Last summer I was contacted by the Sharjah Book Authority inviting me to submit a proposal to run children’s workshops at their Book Fair in the UAE. This was a complete surprise as I hadn’t realised there were book fairs which cater for schools and families in addition to the publishing industry, and I certainly didn’t expect to be offered flights, accommodation and meals for a workshop job. After a bit of research I recognised a fantastic opportunity and submitted my proposal which was accepted.
The Sharjah International Book Fair runs for eleven days in November with each workshop facilitator attending six days. There were hundreds of book fair guests staying in hotels around the Sharjah Expo Centre, and a large proportion of these were running children’s activities.
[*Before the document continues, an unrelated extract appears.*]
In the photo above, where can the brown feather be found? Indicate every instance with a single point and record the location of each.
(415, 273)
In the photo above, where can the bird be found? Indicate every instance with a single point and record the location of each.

The fair’s aim is to offer a ‘fun-packed, entertainment filled eleven days of discovery, creativity and excitement’. There were around seven children’s workshops going on at a time in the morning and afternoon plus drop in activities running all day. There was also a children’s theatre, a comics hall with it’s own activities, a huge range of books for sale and lots of other entertainment around the centre. School classes arrived by coach everyday to attend workshops and enjoy the rest of the fair. After school and at weekends children would arrive with their families. I was very impressed that this was offered for free with a view to improving children’s literacy.
The fair was a very intense and wonderful experience. Luckily, I was offered a plus one ticket for my husband who can also draw and can speak Arabic! Even though we had two wonderful helper/translators in our workshop space, having his assistance was an amazing help. At times when we were concerned we didn’t have enough children for the next workshop he would be walking around promoting it, and when we were suddenly inundated with thirty or more children, he would sit down with groups of kids who needed extra support.
We did a whole range of workshops for different age groups including drawing games, character creation, comic/picture book creation, and step-by-step character drawing. Children could attend on multiple days, so it was important to offer variety. The children weren’t just from the local area – there were lots of families who had moved to Sharjah for work so there were a variety of languages spoken, with most of the children being multi-lingual.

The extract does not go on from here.